Many other practices of the jihadists likewise have justifications found in Islamic tradition and history, even if there are disagreements among Muslims about their validity. The jihadists’ penchant for beheading has its precedent in Koran 8.12: “I will cast terror into the hearts of those who disbelieve. Therefore strike off their heads and strike off every fingertip of them.” We have acted as though the filmed beheading of reporter James Foley is some unprecedented act of savagery by a Manson-like cult. But as Ian Tuttle reminds us, early in his career Mohammed beheaded the some 700 Jews of the Banu Qurayzah. In the 11th century Yusuf ibn Tashfin beheaded 24,000 Spaniards and, in a primitive version of YouTube, sent the heads to cities in North Africa and Spain. In the 19th century the Mahdist jihadists in Sudan beheaded their enemies, including the British war hero Charles “Chinese” Gordon. And Saudi Arabia today continues to publicly behead malefactors, 23 so far this August. There are few better ways to “cast terror into the hearts of those who disbelieve” or, as Obama said of Foley’s beheading, “shock the conscience of the entire world.”
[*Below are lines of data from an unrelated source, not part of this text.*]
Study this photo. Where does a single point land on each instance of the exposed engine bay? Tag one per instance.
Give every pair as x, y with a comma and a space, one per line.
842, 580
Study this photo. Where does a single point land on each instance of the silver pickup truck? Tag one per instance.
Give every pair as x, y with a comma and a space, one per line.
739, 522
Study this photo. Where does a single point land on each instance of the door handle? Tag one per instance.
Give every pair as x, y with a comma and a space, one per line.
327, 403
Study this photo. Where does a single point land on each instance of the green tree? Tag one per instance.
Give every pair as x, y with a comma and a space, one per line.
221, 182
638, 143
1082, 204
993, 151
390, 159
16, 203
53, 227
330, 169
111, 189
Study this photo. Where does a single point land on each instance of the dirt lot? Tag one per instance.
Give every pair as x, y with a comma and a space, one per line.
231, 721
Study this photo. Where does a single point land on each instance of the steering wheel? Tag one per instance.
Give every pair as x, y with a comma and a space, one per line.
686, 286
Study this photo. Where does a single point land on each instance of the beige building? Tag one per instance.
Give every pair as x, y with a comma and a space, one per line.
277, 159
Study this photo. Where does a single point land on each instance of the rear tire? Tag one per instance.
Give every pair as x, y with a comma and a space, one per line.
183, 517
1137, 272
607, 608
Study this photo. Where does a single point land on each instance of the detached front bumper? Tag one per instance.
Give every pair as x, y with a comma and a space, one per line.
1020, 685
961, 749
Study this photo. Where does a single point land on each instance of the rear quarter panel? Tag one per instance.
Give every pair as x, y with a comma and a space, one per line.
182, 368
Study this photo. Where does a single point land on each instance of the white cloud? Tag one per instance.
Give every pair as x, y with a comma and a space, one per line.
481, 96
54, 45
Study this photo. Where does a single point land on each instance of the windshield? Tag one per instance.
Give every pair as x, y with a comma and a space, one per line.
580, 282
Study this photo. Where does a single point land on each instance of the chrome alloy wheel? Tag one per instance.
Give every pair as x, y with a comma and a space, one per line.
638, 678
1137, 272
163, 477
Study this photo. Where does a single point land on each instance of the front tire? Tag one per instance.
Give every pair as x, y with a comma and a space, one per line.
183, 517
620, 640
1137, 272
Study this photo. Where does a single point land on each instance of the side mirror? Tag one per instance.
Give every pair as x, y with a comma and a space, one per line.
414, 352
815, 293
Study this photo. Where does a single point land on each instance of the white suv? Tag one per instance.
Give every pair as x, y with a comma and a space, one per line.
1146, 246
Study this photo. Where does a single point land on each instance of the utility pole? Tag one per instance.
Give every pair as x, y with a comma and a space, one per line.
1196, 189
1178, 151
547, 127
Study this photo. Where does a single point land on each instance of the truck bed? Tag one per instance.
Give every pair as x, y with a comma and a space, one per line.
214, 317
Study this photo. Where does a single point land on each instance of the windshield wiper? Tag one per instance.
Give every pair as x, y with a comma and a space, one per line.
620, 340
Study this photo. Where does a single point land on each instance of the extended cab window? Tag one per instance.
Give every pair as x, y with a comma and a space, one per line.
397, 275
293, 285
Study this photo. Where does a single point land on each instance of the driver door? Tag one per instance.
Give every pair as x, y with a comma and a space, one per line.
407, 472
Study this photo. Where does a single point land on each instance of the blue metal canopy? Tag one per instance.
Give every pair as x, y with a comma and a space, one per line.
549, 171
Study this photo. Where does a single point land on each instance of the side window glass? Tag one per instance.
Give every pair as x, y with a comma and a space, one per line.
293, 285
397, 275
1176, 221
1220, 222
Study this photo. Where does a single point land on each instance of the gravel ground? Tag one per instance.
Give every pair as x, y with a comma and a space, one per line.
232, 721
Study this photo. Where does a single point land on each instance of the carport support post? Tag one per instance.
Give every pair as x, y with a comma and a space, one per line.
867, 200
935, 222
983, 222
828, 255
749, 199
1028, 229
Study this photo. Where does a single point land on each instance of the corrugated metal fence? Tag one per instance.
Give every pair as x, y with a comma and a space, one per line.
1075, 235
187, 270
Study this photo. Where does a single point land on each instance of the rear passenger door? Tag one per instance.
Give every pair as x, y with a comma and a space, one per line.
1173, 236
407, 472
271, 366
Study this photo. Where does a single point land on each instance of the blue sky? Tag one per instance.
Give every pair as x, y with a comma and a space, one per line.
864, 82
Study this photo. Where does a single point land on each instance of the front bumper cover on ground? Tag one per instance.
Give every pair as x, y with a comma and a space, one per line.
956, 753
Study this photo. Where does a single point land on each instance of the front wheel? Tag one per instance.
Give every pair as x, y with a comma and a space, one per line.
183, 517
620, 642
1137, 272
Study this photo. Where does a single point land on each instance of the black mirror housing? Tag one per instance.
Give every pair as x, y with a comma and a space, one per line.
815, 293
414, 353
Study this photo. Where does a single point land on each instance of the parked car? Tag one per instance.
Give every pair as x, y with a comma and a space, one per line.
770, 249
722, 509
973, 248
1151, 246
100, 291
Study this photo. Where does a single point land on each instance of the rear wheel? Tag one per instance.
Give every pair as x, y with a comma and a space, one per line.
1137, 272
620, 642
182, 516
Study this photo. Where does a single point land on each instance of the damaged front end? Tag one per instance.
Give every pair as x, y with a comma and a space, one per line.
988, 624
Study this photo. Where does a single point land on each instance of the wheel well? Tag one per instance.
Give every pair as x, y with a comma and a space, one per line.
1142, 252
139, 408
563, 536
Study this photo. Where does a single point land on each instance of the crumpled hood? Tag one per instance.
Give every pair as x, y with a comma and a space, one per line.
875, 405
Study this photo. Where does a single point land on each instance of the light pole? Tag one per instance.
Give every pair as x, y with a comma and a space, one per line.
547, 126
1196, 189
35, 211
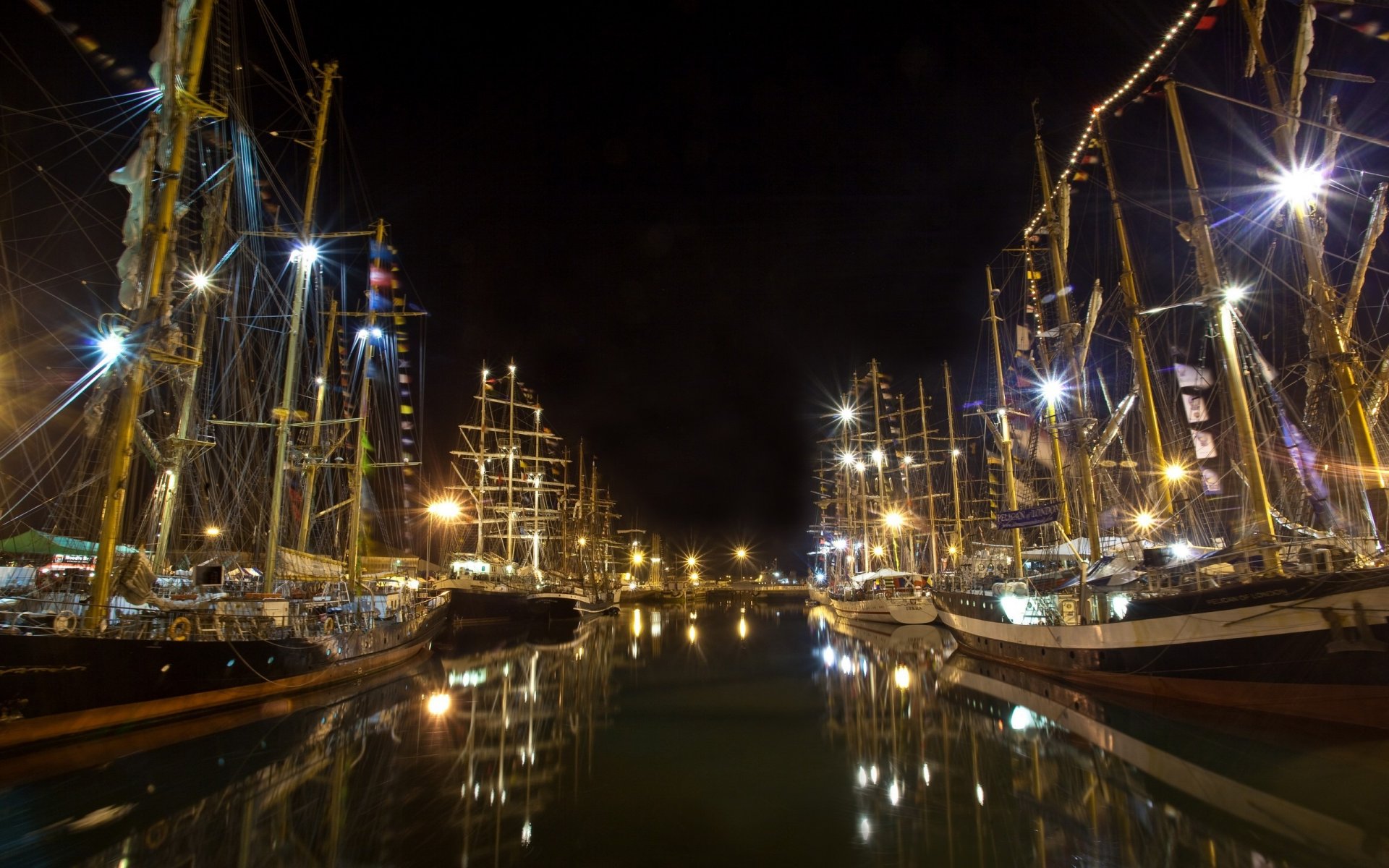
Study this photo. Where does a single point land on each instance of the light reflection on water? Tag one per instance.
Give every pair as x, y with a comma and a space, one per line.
729, 731
984, 764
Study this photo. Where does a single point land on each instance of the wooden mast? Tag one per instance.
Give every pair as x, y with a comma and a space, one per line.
302, 282
1067, 327
1207, 271
181, 99
363, 413
1003, 428
931, 485
1129, 285
955, 472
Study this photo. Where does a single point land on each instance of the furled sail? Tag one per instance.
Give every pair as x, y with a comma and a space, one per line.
294, 564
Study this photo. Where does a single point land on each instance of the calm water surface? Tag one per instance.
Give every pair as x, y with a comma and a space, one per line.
736, 732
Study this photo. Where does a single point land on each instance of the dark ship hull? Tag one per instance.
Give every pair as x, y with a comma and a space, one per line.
471, 608
1307, 646
57, 686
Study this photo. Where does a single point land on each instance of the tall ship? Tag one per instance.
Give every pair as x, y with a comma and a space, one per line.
875, 528
537, 542
1191, 493
224, 457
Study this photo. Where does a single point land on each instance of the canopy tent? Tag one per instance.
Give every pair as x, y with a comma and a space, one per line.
49, 545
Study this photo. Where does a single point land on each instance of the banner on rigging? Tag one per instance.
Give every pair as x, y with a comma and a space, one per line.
1042, 514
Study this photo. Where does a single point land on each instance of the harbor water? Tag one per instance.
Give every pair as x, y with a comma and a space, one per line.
741, 731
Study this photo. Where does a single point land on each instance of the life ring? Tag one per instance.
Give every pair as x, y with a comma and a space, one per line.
179, 628
64, 623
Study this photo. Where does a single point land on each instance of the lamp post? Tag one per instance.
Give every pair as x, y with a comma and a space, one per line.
446, 510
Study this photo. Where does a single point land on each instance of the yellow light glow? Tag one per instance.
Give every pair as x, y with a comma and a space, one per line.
445, 509
438, 703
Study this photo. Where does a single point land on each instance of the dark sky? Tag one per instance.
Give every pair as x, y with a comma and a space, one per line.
689, 223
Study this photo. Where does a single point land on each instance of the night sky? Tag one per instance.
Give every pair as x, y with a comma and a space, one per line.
689, 223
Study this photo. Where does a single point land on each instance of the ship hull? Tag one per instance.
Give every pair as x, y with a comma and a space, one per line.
1316, 647
60, 686
471, 608
886, 610
555, 606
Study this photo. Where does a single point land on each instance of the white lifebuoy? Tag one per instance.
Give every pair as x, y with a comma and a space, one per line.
179, 628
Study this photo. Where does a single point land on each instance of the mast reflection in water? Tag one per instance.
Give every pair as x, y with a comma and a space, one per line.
956, 762
446, 763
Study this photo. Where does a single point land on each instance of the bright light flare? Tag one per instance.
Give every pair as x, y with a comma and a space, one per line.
1301, 185
445, 509
438, 703
902, 677
111, 346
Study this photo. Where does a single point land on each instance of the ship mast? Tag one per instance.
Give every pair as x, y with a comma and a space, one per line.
179, 98
363, 413
931, 485
1067, 327
955, 469
305, 259
1260, 514
1129, 285
1328, 333
1003, 428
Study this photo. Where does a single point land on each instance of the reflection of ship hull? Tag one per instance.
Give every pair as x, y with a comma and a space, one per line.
57, 686
1084, 717
1291, 646
901, 637
886, 610
145, 788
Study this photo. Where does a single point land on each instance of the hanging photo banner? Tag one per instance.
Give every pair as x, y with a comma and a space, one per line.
1031, 517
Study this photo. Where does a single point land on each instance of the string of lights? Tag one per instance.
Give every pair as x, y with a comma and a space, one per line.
1127, 88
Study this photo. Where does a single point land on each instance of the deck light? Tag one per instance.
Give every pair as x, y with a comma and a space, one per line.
1301, 185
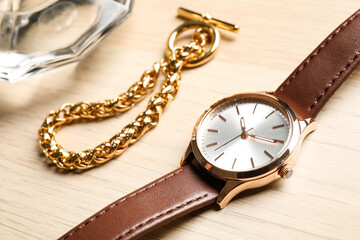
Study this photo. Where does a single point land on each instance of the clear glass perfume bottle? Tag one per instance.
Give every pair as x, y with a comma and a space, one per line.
37, 35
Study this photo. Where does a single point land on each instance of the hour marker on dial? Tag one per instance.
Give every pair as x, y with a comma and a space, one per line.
254, 108
252, 162
268, 154
233, 164
218, 157
222, 117
211, 144
279, 126
213, 130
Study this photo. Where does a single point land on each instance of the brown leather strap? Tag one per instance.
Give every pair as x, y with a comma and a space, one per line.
317, 78
167, 198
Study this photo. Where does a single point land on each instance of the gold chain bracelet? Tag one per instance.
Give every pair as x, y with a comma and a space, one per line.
199, 50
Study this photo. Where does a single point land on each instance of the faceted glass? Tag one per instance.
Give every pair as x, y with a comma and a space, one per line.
37, 35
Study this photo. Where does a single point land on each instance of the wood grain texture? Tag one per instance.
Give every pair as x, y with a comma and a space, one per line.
320, 201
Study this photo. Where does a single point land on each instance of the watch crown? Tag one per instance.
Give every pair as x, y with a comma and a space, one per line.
285, 172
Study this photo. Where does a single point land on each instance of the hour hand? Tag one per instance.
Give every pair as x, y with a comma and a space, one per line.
265, 139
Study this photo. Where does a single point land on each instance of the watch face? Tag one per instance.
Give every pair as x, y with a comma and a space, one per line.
243, 133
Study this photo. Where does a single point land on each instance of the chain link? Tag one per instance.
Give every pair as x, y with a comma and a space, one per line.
170, 67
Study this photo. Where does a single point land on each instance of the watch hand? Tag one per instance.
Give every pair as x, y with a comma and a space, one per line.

Similarly, the indiscriminate bombing of people including women and children, whether through rockets or highjacked airliners, is argued as licit based on the fact that Mohammed used mangonels, a type of catapult, at the siege of al-Taif, even though such bombardment endangered women and children. Al Qaeda leader Ayman al-Zawahiri has written an essay justifying al Qaeda’s terrorist attacks of 9/11 based on this tradition. So too with the prohibition against suicide, used by some apologists to argue that so-called “suicide-bombers” are contrary to Islamic doctrine. But in the Koran and hadith it is clear that killing oneself as an act of martyrdom while fighting for the faith is acceptable. For example, according to one hadith, Muhammad said, “I would love to be martyred in Allah’s Cause and then get resurrected and then get martyred, and then get resurrected again and then get martyred and then get resurrected again and then get martyred.” That’s why for 14 centuries jihadists have said they love death the way infidels love life.
Groups like ISIL or al Qaeda do not embrace “extreme religious views,” or “twist the overall message of religious texts,” as the New York Post has it. They act on a venerable tradition within Islam, one based on writings some Muslims have construed differently because of inconsistencies among various texts. But that doesn’t change the fact that the jihadists have within the faith long-established precedents for their actions, a tradition with millions of Muslim adherents worldwide, including the leaders of Turkey and Qatar who finance the vicious terrorist group Hamas, and the Mullahcracy in Iran, the world’s foremost supporter of Islamic terrorism.
We in the West correctly find such views “extreme,” or “savage” and “barbaric,” but they are not “fringe” anomalies conjured out of textual misreadings by an extremist cult. They derive from the history and sacred texts of Islam, the clear meaning of which is illustrated on page after page of Muslim history. And they are being acted upon today across the Muslim world, as evidenced by the nearly 24,000 violent attacks perpetrated by Muslim terrorists since 9/11. Contrary to Obama, ISIL does speak for a religion. It’s called Islam.